Back online after a very long hiatus.

Many things have happened during 2013. The year began with great plans: the release of No. 11 and No. 12 in the Maestro Classics series of CDs - The Merry Pranks of Master Till (with the great Til Eulenspiegel by Richard Strauss) and The Nutcracker with narration. In addition, my husband, conductor Stephen Simon, with whom I had collaborated for over 20 years, and I were planning the long awaited recording of his many Christmas and Hanukkah arrangements that he created for the annual Holiday Spectacular Sing-Alongs at the Kennedy Center. 2013 began and I said that I felt it would be a very good year. 

Maestro Stephen Simon - Antarctica - Dec. 2012
However, on January 19th, a sparking Saturday morning, I went out to walk our Golden Retriever, Marigold, in Central Park here in New York City, and returned to the apartment less than a hour later to discover that my world had dramatically changed. Stephen had had a catastrophic brain hemorrhage. I called 911 and within an hour was told that things would never be the same. His six sons gathered from across the country, we all said good-bye; he never woke up. 

I asked the assistant conductor to conduct his Tuesday concert, the final concert of L'Orchestre des Portes Rouges in New York City, the orchestra that he had started when we returned to New York after 20 years in Washington, DC where we had worked on concerts at the Kennedy Center with the Washington Chamber Symphony. The funeral on that Friday was filled with music, all music that had special significance for him and performed by musicians with whom he was very close. The following Saturday, I asked a colleague to conduct his Simon Sinfonietta concert in Falmouth, MA, re-wrote the program and prepared remarks to announce the conclusion of this much beloved series on Cape Cod. Obituaries in the New York Times, the Washington Post and many other papers followed, Letters flooded in from musicians who over and over said, "I never would have had the career I have had, if Stephen had not given me that opportunity early on." I could only add that in 35 years of marriage, I never once was greeted with anything but cheerfulness. Stephen loved every minute of life right up to the very end.

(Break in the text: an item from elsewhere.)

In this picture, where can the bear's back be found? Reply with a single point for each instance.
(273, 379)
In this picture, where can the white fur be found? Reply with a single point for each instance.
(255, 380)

About a month ago, I was finally able to return to the Maestro Classics office and think about facing what had become our joint brainchild. We always said that it was our gift to the next generation. Now, it is all mine. As I return to the world in suspended disbelief, I am grateful for all the wonderful times that we had and hope the continue the musical tradition that brought so much joy to so many, including ourselves.